Women in Rural Homs Form an Assembly within the Governorate’s Council
“It is our right to have an entity that represents us and that is what we hope for in the new formation,” these are the words used by female activists and women from Homs’ northern countryside. They referred to the Women Assembly which a number of the area’s women constituted to develop and regulate women’s work there.
The Executive Office of the Assembly temporarily joined 20 women, who run offices within it, as an “independent civil society organization.”
The governorate’s council asked its administration to draft a project about an internal system before putting it to vote and then approving it stipulating that a permanent executive office must be formed in six months to be the entity concerned with women’s issues starting from this day.

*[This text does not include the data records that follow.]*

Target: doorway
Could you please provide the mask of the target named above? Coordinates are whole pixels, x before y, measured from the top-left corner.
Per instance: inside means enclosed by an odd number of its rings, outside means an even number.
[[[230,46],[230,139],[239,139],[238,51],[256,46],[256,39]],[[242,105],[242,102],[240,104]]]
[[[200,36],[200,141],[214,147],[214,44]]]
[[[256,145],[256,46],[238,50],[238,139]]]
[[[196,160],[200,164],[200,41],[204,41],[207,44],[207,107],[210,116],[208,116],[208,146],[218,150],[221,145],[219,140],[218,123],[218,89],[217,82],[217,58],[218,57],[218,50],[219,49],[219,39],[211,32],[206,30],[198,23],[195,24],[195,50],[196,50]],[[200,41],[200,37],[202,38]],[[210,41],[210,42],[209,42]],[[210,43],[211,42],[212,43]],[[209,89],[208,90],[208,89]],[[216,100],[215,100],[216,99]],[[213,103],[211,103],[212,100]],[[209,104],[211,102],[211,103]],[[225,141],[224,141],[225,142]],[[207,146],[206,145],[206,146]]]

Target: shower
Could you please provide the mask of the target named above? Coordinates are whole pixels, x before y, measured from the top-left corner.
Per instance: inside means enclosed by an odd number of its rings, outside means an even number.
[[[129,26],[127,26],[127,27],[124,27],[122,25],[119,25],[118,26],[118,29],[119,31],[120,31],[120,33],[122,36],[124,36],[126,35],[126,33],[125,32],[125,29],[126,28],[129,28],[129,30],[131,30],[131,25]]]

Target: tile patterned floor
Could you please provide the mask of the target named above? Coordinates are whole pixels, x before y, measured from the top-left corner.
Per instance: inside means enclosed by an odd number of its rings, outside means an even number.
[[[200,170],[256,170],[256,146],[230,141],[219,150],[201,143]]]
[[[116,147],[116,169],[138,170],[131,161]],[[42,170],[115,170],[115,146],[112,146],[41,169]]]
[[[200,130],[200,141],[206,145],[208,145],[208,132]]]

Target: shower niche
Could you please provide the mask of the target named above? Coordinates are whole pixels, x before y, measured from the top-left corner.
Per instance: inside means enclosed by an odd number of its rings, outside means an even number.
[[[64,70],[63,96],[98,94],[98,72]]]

The women in northern Homs’ countryside, who Enab Baladi interviewed, hoped that the new Assembly would care for their cause and take their demands seriously to help them reach their rights.

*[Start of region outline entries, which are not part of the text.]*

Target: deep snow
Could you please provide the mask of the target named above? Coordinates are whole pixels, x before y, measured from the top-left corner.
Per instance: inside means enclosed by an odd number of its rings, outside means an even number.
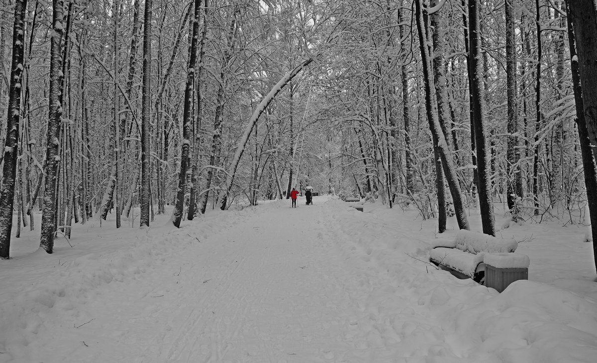
[[[51,255],[24,231],[0,261],[0,362],[595,362],[584,227],[500,231],[531,262],[498,294],[424,262],[455,221],[438,235],[415,211],[313,201],[179,229],[92,221]]]

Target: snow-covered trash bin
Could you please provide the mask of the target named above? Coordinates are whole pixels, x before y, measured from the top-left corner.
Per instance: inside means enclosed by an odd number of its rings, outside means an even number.
[[[486,253],[485,285],[501,293],[510,284],[519,280],[528,280],[528,266],[531,260],[520,253]]]
[[[472,278],[476,283],[487,285],[485,256],[489,253],[513,253],[518,243],[514,240],[461,229],[456,233],[454,240],[441,240],[432,244],[433,248],[429,251],[430,262],[458,278]]]

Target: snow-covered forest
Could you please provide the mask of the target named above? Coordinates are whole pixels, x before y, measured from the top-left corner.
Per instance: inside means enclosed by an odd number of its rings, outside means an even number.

Ibtisam Mahmoud, the head of the Assembly, in an interview with Enab Baladi, said that the project aims to shed light on the sufferings of women and children, “to alleviate them through projects and events based on accurate identification [of their] needs by a group of women specialists.”
The new formation aims to eradicate illiteracy among women in rural Homs and to develop their capabilities through cultural, social, health and educational awareness programs, providing women with outlets through which they can participate in different events, according to Mahmoud.

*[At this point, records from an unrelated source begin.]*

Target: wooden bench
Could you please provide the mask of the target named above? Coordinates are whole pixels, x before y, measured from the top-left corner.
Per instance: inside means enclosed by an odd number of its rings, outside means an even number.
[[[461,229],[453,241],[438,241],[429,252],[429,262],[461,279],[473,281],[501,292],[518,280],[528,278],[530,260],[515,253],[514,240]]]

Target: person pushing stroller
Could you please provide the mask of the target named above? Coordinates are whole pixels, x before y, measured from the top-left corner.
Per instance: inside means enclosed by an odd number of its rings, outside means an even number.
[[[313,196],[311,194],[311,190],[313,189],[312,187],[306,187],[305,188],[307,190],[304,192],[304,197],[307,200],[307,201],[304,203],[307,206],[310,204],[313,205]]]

The Assembly is studying women’s empowerment projects, which ensure the qualification of specialized women staffs and the inclusion of the woman as a member of civil and educational institutions. Raghda al-Mousa, a communication officer, says to Enab Baladi that the Assembly’s staffs “will do their best to be a source of support for women in different domains.”
Al-Mousa believes that the projects that will be implemented to “support women” will show the seriousness of the assembly’s work and attempts to provide services to the area’s women.
The Assembly has not yet started taking action on the ground, but activist Wael Jumaa from al-Rastan said it was necessary to attain the rights of women and children, the real victims of the war, seven years after the Syrian revolution.
Wael, in his interview with Enab Baladi, says “that women have the right to employment and to follow the issue of early marriage and all the issues oppressing them.” He also hopes that this Assembly will be “the women’s fierce defense attorney.”